Le volume se termine par une contribution de Giovanni Casadio (“Ex oriente lux?”) qui vise à éclairer l’apport déterminant de Walter Burkert à la problématique des apports orientaux à la religion grecque. Le point d’interrogation qui suit la formule “ex oriente lux” souligne à bon escient le fait que la question ne peut pas se résoudre à une “génétique” culturelle, à une mécanique pure et simple d’emprunts. La liste proposée aux p. 128 ss.— entre Mésopotamie, Anatolie, Syrie, Egypte et Iran — déploie un éventail typologique très vaste qui opère à divers niveaux : traductions ou équations, transferts iconographiques, migrations de spécialistes du culte, migrations de dieux, cultes ou mythes. La mise en évidence de parallèles a du reste une valeur en soi (on parle alors de comparatisme typologique), par delà l’existence ou non d’emprunts (il s’agit alors de comparatisme génétique). G. Casadio propose alors une série de réflexions personnelles sur certains aspects problématiques de cette approche, notamment sur les présupposés pour ainsi dire phénoménologiques de certaines convergences, abordées aujourd’hui plutôt sous l’angle cognitiviste. La seconde partie de cet essai propose un itinéraire historiographique relatif à la question des rapports entre Orient et Grèce du XVIIIe siècle à nos jours, de Creuzer à Burkert pourrait-on dire, en passant par Eduard Meyer, Otto Gruppe, Friedrich Delitzsch, Henri Frankfort, Eduard Zeller. . . Tout parcours historiographique est en partie un choix, mais comment justifier l’absence, dans ces pages, de penseurs aussi importants que Deissman, Diels, Boll ou Cumont ?

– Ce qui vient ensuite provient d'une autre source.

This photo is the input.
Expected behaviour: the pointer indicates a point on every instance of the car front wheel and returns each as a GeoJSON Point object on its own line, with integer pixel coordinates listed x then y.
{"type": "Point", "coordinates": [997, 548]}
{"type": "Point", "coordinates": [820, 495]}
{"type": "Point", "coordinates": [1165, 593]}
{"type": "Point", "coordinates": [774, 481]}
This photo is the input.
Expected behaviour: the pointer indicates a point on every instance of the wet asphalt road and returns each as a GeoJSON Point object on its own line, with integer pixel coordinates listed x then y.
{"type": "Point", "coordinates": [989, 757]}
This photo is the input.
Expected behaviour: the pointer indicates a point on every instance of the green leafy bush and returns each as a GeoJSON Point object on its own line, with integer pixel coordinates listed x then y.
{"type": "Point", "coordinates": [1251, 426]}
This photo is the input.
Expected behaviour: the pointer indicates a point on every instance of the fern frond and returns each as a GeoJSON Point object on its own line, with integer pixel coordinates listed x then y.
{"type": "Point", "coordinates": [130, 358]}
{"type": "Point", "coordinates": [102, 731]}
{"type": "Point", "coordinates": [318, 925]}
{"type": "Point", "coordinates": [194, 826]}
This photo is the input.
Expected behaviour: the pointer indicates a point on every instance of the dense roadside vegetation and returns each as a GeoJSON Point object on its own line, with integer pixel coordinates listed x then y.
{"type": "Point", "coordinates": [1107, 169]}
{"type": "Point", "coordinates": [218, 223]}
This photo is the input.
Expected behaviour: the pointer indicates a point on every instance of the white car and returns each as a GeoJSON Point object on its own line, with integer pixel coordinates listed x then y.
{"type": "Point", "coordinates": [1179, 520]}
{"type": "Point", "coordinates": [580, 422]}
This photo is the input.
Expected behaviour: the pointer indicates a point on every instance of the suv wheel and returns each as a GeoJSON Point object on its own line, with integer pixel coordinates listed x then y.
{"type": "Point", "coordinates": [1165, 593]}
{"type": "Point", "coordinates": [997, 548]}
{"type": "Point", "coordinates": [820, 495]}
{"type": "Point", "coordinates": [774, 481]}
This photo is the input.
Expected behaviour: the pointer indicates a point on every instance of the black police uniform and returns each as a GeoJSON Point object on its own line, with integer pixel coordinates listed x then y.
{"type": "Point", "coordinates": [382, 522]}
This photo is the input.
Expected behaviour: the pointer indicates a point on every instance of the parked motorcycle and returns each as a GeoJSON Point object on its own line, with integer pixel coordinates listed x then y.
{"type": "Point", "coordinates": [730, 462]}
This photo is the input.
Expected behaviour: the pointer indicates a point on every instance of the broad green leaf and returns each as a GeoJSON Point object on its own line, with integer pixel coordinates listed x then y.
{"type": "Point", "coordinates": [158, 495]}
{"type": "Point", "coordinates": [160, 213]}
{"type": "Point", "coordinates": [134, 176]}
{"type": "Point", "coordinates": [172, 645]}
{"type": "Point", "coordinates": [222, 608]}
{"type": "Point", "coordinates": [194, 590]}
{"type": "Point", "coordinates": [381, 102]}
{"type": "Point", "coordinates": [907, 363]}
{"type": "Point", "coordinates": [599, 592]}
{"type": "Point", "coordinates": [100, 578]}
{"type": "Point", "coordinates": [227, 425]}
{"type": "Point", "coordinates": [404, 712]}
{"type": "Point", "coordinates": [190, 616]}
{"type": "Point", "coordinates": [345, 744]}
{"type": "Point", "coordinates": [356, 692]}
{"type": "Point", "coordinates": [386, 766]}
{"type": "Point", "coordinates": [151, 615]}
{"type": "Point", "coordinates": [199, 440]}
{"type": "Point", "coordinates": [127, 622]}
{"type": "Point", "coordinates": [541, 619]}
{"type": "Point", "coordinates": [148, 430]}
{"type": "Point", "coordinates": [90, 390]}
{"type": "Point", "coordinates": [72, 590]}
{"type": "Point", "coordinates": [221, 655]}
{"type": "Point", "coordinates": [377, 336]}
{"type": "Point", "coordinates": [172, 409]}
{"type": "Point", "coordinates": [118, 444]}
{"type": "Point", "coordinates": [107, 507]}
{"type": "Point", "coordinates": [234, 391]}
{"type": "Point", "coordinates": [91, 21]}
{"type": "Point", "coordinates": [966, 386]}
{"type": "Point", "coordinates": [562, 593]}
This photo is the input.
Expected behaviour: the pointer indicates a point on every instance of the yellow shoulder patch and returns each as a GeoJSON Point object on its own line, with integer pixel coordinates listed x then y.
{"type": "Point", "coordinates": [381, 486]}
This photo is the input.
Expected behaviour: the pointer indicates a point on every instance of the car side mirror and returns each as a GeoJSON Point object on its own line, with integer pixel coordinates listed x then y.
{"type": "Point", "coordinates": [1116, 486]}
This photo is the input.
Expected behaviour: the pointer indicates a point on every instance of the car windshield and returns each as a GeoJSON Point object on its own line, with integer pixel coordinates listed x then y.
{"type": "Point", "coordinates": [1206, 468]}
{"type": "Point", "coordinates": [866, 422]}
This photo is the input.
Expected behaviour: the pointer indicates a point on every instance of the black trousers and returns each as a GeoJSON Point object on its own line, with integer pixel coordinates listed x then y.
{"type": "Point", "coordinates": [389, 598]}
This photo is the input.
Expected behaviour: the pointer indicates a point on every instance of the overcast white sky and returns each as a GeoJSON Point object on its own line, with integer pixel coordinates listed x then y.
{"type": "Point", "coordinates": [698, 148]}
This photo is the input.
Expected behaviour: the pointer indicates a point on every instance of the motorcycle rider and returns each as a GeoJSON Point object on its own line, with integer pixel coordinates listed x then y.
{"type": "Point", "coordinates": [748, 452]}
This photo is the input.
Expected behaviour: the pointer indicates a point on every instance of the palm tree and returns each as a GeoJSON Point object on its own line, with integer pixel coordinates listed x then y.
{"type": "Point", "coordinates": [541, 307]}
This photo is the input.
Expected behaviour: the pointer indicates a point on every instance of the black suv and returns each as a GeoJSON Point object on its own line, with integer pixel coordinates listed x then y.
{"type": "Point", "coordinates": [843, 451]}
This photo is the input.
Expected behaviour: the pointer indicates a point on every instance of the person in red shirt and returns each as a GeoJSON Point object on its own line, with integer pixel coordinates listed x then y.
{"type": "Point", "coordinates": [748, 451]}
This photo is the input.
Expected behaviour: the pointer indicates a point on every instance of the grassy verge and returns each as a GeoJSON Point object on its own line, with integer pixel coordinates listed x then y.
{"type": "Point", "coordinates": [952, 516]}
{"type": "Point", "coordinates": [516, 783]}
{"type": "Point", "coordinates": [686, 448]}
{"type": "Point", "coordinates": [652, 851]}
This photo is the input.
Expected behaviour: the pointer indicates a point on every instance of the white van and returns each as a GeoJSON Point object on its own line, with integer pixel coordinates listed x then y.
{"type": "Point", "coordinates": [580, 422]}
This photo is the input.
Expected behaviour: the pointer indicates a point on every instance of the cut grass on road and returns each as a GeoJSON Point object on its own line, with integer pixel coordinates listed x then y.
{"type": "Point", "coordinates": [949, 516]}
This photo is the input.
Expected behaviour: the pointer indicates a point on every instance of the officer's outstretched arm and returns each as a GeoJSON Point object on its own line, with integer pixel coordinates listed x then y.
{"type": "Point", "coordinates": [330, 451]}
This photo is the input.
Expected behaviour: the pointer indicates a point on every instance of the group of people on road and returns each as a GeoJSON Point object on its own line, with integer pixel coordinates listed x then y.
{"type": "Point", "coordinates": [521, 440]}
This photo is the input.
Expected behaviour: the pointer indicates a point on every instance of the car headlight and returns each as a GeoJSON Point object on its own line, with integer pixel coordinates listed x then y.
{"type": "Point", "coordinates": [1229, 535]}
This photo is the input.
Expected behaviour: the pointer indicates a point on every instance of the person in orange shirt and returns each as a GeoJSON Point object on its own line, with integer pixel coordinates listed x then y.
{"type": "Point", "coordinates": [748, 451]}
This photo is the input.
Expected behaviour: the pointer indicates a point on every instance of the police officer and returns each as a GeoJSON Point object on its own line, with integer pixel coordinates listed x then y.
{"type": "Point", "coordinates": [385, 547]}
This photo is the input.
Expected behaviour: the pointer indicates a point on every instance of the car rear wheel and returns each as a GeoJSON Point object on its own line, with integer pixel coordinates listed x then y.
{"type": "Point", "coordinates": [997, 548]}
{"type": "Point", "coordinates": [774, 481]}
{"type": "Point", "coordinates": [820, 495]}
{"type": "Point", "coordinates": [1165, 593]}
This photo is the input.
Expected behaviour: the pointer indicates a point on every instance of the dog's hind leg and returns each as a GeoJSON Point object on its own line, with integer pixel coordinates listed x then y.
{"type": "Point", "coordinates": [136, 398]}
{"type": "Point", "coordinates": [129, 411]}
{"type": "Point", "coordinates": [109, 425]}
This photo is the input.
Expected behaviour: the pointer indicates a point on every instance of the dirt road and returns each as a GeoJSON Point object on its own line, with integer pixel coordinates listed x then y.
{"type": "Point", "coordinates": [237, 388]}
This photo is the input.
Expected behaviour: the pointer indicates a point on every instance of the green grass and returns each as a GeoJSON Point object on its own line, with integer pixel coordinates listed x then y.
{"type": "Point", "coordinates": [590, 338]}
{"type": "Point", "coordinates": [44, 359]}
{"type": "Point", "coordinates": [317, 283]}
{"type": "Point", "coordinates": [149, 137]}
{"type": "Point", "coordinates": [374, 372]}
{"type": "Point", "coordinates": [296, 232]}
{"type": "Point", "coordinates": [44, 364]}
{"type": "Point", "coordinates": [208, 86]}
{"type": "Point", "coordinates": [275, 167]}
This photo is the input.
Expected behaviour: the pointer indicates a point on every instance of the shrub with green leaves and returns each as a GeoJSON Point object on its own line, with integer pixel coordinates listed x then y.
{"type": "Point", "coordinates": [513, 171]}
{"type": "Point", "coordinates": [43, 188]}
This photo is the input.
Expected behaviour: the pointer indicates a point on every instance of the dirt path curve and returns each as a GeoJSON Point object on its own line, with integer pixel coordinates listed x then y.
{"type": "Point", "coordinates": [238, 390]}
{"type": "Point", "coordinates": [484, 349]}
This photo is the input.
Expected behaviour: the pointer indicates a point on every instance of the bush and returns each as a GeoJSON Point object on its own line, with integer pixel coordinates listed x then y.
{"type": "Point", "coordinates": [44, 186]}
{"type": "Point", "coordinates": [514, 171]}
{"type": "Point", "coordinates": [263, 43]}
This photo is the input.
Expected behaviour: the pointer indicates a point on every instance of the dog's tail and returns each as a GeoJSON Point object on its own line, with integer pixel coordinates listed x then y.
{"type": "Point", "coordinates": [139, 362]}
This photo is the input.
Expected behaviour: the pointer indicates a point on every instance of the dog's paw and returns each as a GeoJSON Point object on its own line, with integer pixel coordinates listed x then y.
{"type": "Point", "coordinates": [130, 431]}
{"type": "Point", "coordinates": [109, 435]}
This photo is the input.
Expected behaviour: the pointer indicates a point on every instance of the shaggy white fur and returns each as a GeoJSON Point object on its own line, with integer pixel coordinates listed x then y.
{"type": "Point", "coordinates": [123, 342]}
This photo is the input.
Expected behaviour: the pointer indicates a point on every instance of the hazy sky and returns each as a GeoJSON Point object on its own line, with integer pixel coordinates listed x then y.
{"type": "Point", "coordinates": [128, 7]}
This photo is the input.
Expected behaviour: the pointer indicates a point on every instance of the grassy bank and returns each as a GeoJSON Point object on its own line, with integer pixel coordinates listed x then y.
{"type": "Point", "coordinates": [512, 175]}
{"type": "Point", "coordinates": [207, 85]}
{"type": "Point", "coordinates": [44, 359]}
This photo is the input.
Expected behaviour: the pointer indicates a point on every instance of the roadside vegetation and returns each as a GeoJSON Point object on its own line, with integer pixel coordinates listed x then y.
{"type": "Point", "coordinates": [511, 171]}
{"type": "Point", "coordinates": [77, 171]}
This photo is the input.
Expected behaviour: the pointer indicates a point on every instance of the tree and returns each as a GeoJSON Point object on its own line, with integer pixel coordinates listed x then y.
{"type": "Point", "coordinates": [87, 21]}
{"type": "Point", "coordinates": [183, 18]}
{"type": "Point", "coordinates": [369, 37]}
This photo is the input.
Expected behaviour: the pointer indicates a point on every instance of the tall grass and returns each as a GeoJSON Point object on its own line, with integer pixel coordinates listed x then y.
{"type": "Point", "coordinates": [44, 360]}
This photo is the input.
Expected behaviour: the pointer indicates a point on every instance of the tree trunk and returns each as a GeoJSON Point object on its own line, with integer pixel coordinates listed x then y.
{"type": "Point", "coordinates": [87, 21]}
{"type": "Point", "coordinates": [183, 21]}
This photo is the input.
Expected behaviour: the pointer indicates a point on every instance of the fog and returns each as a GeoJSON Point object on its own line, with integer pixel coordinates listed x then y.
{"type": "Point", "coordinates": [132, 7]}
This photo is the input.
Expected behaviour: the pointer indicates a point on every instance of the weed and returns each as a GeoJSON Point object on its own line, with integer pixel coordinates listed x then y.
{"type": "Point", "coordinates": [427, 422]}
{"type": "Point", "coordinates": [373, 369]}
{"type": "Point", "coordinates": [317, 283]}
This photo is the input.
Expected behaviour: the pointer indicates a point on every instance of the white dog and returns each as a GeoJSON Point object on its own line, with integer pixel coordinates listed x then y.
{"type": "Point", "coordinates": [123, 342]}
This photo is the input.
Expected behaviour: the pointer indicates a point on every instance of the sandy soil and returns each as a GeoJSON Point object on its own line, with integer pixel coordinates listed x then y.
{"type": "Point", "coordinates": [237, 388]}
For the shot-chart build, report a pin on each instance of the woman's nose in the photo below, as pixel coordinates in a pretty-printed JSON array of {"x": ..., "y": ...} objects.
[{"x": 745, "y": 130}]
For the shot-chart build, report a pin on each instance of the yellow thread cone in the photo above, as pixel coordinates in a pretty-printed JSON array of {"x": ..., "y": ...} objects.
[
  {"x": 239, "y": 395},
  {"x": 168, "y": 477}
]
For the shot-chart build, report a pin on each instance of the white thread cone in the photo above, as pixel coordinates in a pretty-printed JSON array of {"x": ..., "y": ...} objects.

L’ouvrage, qui se clôture par d’utiles indices, représente un bel hommage au très grand savant qu’est Walter Burkert. On regrettera cependant que, contrairement au partage annoncé en introduction, aucune intervention ne soit suivie des débats qui ont dû avoir lieu lors du symposium. Les innombrables facettes de l’oeuvre de Walter Burkert ne pouvaient naturellement pas être illustrées ici, mais on aurait apprécié trouver davantage d’échos aux images quelque peu absentes des essais rassemblés. Cela dit, les textes érudits qui composent ce volume indiquent bien la richesse, en termes d’érudition et d’innovation, de l’apport de Walter Burkert à nos études.